The dataset is a collection of 30000 songs from spotify!
It contains many songs, genres and subgenres, and some stats like how danceable a song is, the energy, key, etc.
I didn’t make it this time, I got it from kaggle!
https://www.kaggle.com/datasets/joebeachcapital/30000-spotify-songs/data
You could login to get it, or obtain this through R
spotify_songs <- readr::read_csv('https://raw.githubusercontent.com/rfordatascience
/tidytuesday/master/data/2020/2020-01-21/spotify_songs.csv')
# Or read in with tidytuesdayR package (https://github.com/thebioengineer/tidytuesdayR)
# PLEASE NOTE TO USE 2020 DATA YOU NEED TO UPDATE tidytuesdayR from GitHub
# Either ISO-8601 date or year/week works!
# Install via devtools::install_github("thebioengineer/tidytuesdayR")
tuesdata <- tidytuesdayR::tt_load('2020-01-21')
tuesdata <- tidytuesdayR::tt_load(2020, week = 4)
spotify_songs <- tuesdata$spotify_songs
# Save as a CSV file
write.csv(spotify_songs, "raw_spotify_data.csv", row.names = FALSE)
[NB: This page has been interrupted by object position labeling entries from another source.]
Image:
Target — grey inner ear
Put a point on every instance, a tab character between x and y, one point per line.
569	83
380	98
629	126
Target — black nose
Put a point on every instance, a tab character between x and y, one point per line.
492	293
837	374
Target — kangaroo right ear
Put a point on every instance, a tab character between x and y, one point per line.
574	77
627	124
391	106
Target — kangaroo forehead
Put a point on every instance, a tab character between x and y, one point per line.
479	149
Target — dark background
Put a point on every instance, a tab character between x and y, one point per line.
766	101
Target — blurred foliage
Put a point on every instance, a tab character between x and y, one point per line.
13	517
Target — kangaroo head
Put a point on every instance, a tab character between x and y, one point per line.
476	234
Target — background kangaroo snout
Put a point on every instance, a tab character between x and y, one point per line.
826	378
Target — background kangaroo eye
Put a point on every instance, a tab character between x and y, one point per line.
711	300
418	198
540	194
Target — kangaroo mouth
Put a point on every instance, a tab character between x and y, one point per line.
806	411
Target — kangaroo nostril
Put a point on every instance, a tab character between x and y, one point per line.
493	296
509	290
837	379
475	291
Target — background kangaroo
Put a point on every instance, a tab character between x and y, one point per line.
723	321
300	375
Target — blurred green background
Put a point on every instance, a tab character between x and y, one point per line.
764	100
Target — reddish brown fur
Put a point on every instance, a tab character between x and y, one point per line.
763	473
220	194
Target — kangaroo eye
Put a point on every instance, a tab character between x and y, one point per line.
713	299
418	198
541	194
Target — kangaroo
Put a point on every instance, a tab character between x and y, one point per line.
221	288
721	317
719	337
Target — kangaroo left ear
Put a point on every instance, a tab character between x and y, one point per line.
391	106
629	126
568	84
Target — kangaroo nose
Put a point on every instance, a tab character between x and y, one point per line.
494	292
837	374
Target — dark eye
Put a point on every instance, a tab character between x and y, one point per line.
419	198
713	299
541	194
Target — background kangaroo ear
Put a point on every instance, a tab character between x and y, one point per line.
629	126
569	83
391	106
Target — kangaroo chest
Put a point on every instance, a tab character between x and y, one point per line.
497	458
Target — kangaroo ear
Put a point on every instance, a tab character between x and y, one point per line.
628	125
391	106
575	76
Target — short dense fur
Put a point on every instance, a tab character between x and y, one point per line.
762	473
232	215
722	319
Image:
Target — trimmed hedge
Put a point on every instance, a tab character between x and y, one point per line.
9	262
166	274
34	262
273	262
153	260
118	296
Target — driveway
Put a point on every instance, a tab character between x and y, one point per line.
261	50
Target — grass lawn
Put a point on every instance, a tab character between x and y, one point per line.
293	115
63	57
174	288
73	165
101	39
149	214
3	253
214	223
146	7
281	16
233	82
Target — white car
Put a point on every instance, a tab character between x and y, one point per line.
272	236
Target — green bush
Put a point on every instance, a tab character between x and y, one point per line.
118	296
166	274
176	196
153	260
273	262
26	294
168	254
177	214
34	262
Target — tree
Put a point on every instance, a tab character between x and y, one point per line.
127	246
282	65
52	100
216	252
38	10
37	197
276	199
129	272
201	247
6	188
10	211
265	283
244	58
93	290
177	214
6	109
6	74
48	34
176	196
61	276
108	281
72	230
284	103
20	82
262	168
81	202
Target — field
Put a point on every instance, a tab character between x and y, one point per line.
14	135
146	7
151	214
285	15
I made a python script that tries to filter only english songs (wasn’t super efficient at it)
Then also filter other things like remixes, live music, edits, etc. so that only the original music is there.
import pandas as pd
import langid
df = pd.read_csv('Project Folder/raw_spotify_data.csv')
# Detect the language of each song's title
try:
df['language'] = df['track_name'].astype(str).apply(lambda x: langid.classify(x)[0])
except Exception as e:
df['language'] = None
# Filter for English songs only
df = df[df['language'] == 'en']
# Drop the language column as it's no longer needed
df = df.drop(columns=['language'])
# Let me know that the filtering is done
print("Filtered to English songs only.")
# Drop remixes or mixes as they may not represent the original song
df = df[~df['track_name'].str.contains('remix', case=False, na=False)]
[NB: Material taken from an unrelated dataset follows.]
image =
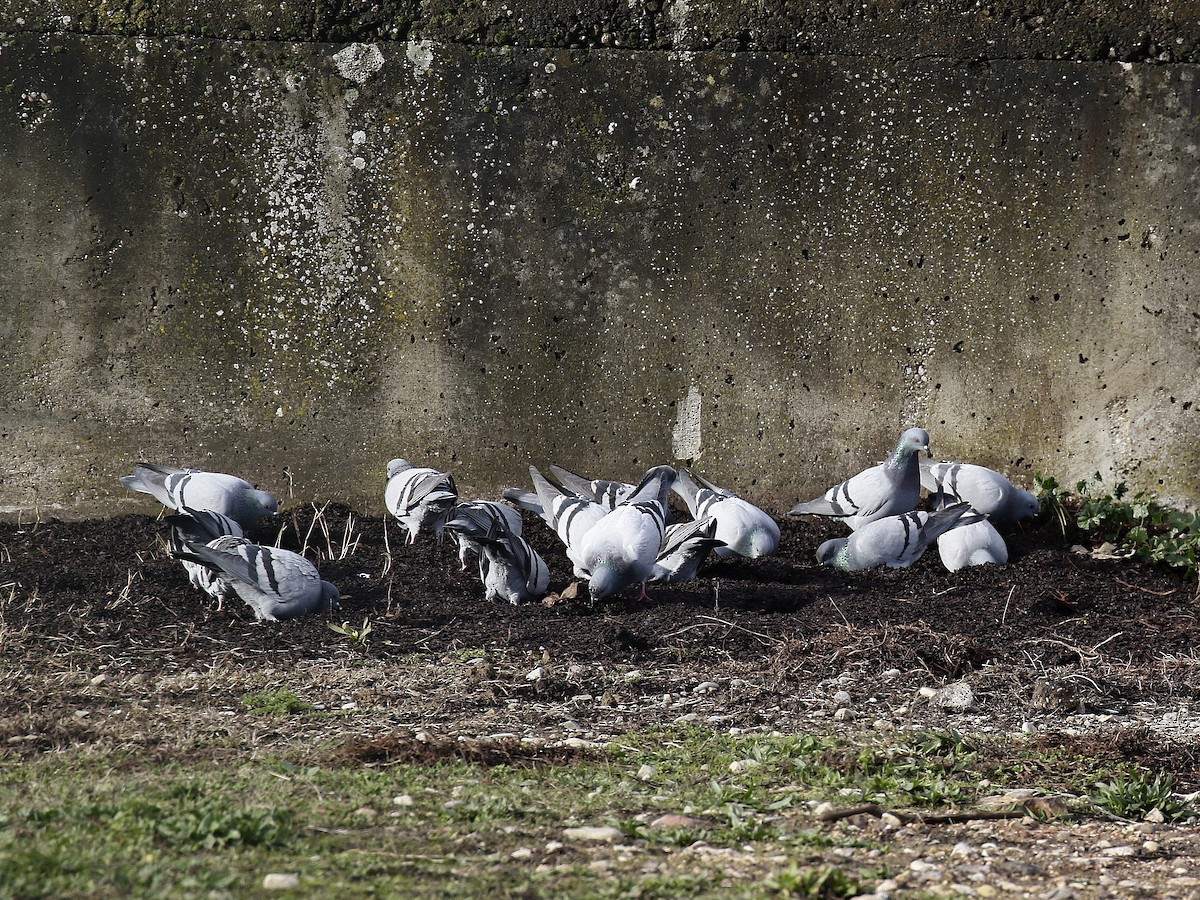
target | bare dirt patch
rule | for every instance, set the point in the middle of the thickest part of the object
(107, 648)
df = df[~df['track_name'].str.contains('mix', case=False, na=False)]
# Let me know that the remix filtering is done
print("Removed remixes and mixes from the dataset.")
# Then also drop edits and live versions
df = df[~df['track_name'].str.contains('edit', case=False, na=False)]
df = df[~df['track_name'].str.contains('live', case=False, na=False)]
# Save the cleaned data to a new CSV file
df.to_csv('cleaned_spotify_data.csv', index=False)
Also (attempted to) filter only english songs.
This filters to around 21440 songs.
Did an entire separate analysis that grabs the Modulation Mel-Frequency Cesptral Coefficient (MMFCC).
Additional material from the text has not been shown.